新人ナースの薬剤事故は経験者の2倍?特に注意すべきミスは「与薬」「ドレーンチューブ」

 

国による「新人看護職員研修ガイドライン」が策定されるなど、医療安全への意識が高まっています。こうした中、医療事故情報の収集をしている医療機能評価機構では、看護師経験1年未満の新人の医療事故の傾向を分析し、発表しました。それによれば、新人看護師は経験者より薬剤事故が2倍、特に「投与方法間違い」は3倍、「投与速度速過ぎ」は2倍多く発生していることがわかりました。

 

(参考)あなたのレベルはどれくらい?新人看護師が1年間で習得すべき技術のガイドライン(2014年10月22日)

 

2010年1月~14年6月の間に報告された、経験1年未満の看護師・准看護師の報告事例は518件。内訳は、「療養上の世話」が最も多く300件(58.9%)、次に「薬剤」80件(15.4%)、「ドレーン・チューブ」59件(11・4%)の順でした。

 

ちなみに経験1年以上の看護師・准看護師でも、同じく「療養上の世話」が64.6%と6割以上を占めていて、次に「ドレーン ・ チューブ」が8.7%、「薬剤」7.8%となっています。

 

これをみると、経験1年以上では「薬剤」事故が7.9%に対して、1年未満では15.4%と2倍近いことがわかります。同様に、「ドレーン・チューブ」についても1年未満の方が割合が高くなっています。

 

新人による事故報告が多い時期にも傾向があります。入職数ヶ月は指導を受けながら業務をしていて、フォロー体制が組まれ、目も行き届いているため、医療事故の報告は多くありません。これが、2ヶ月ごろから徐々に増えてき、6ヶ月以降は、毎月60件前後の報告に上ります。

 

薬剤事故は3か月、ドレーン・チューブは半年以降が要注意!

また、新人に多い事故報告には特徴があります。

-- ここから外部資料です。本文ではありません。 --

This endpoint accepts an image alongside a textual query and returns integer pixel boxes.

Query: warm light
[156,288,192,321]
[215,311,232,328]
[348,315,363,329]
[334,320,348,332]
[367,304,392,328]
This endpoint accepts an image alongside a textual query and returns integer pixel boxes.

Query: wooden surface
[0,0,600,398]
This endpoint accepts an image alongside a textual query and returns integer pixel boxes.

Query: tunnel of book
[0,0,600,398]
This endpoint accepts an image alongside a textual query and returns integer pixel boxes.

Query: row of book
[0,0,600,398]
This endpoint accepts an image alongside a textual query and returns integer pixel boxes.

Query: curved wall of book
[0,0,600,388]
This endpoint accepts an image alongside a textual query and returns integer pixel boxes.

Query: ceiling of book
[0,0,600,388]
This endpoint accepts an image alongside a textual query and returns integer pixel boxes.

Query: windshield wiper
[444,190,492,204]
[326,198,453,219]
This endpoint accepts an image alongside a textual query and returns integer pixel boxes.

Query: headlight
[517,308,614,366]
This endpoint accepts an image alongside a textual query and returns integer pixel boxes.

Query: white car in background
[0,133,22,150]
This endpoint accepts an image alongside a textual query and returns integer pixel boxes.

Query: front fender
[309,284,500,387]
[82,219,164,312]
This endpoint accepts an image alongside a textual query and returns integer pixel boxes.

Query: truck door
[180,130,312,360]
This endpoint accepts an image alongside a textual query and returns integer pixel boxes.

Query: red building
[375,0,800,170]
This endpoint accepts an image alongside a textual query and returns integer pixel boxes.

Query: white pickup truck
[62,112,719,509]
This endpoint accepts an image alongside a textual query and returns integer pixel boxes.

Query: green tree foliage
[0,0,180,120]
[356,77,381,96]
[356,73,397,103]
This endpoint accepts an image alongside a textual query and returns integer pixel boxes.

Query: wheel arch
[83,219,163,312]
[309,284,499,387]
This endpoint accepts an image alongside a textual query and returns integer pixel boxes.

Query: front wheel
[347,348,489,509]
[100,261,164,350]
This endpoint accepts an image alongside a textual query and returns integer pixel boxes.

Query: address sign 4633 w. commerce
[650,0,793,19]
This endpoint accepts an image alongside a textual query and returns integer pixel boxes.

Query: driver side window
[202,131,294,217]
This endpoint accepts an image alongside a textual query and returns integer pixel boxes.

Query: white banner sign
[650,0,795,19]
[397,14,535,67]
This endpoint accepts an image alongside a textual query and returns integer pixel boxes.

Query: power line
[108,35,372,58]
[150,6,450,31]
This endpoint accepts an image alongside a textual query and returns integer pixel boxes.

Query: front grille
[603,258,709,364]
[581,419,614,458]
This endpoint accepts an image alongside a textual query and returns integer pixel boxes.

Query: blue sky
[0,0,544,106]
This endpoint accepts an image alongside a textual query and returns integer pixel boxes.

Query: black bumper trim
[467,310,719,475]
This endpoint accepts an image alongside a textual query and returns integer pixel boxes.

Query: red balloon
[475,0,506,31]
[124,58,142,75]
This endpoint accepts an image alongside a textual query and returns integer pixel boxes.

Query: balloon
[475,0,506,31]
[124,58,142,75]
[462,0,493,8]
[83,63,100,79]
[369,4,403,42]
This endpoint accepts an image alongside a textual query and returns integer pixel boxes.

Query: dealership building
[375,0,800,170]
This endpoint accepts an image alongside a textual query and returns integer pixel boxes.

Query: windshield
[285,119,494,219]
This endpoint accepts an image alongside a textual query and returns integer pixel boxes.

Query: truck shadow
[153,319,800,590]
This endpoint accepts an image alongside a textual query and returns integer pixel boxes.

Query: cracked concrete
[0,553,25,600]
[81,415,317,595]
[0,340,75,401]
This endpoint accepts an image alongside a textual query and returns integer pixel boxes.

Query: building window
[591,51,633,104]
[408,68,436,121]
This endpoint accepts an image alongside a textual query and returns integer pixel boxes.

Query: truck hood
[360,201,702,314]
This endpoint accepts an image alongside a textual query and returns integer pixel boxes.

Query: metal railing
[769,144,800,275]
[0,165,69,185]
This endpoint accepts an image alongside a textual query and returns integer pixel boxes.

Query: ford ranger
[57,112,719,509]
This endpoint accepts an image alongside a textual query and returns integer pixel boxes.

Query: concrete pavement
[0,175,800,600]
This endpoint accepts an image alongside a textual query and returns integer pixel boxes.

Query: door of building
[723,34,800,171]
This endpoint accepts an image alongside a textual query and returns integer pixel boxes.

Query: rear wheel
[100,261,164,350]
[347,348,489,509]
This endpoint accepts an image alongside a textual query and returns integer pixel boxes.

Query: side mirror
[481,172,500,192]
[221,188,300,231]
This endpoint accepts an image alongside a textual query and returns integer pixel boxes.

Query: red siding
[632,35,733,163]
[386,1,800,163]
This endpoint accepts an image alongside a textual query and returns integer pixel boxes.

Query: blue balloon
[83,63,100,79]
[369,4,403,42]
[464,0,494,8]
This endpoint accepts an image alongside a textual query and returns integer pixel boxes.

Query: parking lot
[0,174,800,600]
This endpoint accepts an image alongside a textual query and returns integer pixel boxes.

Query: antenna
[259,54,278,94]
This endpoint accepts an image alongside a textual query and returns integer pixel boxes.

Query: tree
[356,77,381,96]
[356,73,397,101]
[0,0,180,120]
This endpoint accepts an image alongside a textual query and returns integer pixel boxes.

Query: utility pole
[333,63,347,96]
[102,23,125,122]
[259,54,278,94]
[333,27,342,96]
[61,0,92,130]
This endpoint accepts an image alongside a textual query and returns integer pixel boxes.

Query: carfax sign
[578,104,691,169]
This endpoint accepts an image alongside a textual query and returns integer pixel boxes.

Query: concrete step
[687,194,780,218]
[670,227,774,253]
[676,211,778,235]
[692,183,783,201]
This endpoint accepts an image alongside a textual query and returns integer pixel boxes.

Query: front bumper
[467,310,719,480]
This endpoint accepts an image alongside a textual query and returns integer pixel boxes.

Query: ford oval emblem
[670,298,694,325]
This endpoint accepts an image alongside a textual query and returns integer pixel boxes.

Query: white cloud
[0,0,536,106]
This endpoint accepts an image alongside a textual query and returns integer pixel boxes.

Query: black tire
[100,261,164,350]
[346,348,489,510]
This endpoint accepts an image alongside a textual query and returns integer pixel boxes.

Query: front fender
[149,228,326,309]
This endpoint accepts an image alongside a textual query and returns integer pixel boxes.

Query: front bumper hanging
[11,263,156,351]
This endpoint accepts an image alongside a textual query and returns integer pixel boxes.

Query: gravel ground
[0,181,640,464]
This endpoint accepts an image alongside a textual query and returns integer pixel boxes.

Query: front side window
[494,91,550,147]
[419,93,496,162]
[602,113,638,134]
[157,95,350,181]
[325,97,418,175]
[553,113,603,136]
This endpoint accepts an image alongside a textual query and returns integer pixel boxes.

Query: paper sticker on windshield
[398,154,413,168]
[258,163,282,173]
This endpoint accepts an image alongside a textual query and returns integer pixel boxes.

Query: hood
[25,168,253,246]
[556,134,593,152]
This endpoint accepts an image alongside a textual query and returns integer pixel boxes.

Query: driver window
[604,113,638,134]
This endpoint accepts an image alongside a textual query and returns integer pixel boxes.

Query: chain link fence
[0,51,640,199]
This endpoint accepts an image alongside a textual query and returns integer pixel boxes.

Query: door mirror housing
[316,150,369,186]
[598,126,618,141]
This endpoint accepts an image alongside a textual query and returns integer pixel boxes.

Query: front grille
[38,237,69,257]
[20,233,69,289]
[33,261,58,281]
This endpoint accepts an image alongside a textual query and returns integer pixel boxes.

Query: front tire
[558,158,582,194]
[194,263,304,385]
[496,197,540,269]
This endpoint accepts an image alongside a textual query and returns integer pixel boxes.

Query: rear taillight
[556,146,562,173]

「薬剤」「ドレーン・チューブ」や「療養上の世話」は1人で行うことが多いためか、早い時期から事故が起きているようです。「薬剤」は、1か月目から報告があり、3ヶ月で大きく増えます。「ドレーン・チューブ」は経験0ヶ月である4月時点から報告があり、特に経験半年を過ぎたあたりで多くなっています。

 

薬剤事故の内容は、経験1年未満では、「与薬」が73件(91・3%)と多く、次に「与薬準備」が5件(6.3%)でした。「処方」や「調剤」の事例は少なく、「製剤管理」は0という結果になっています。

 

経験1年以上でも、「与薬」が最も多いのは同じで77.6%でした。しかし、1年未満の91%と比較すると、1年以上看護師の与薬事故の割合は低くなっています。反対に、1年以上の看護師では、「与薬準備」が12.4%と高い傾向がありました。

 

「投与方法間違い」は3倍、「投与速度速過ぎ」は2倍

さらに「与薬」の事故内容でも、1年未満の看護師では、「過剰投与」と「投与速度速すぎ」がそれぞれ11件(13・8%)と多くなっています。次に「患者間違い」と「投与方法間違い」がそれぞれ9件(11・3%)、「無投薬」が8件(10.0%)でした。これに対して経験1年以上では、「過剰投与」が15.6%と最も多く、次に「患者間違い」8.1%、「無投薬」が6.3%、「投与速度速すぎ」が6・1%となっています。

 

「投与方法間違い」以外、上位の項目はどちらもほぼ同じですが、経験1年未満では、1年以上より「投与方法間違い」の割合が約3倍、「投与方速度速すぎ」が約2倍多い結果となりました。

 

「何のために投与するのか」考える習慣づけを

また「与薬」の中でも、経験1年未満は、「末梢静脈点滴」の事故25件(31.3%)と最も多く、次に「内服」が18件(22.5%)、「静脈注射」が14件(17.5%)でした。

 

一方で、経験1年以上では、「内服」が21.9%と最も多く、次いで「末梢静脈点滴」17.2%、「静脈注射」16.7%です。上位3つは同じですが、1年未満では「末梢静脈点滴」が多いのに対して、1年以上では「内服」が多いようです。

 

看護師の仕事は一時も手を止めることなく、一方では点滴速度を確認しながら、一方では療養の世話をするなど、同時並行でいくつものことをこなさなければなりません。そのため、どうしても注意が散漫になりがちというリスクがあります。

 

評価機構ではこうしたミスを防ぐために、

  • ▼「薬剤」であれば、機械動作で投与するのではなく「なんのために投与するのか」を常に考えるくせをつける
  • ▼「何分後に〇〇を確認」するのなら、タイマーを使うなどして他の業務をしながらでも時間を忘れない工夫をする

――などの対策が有効としています。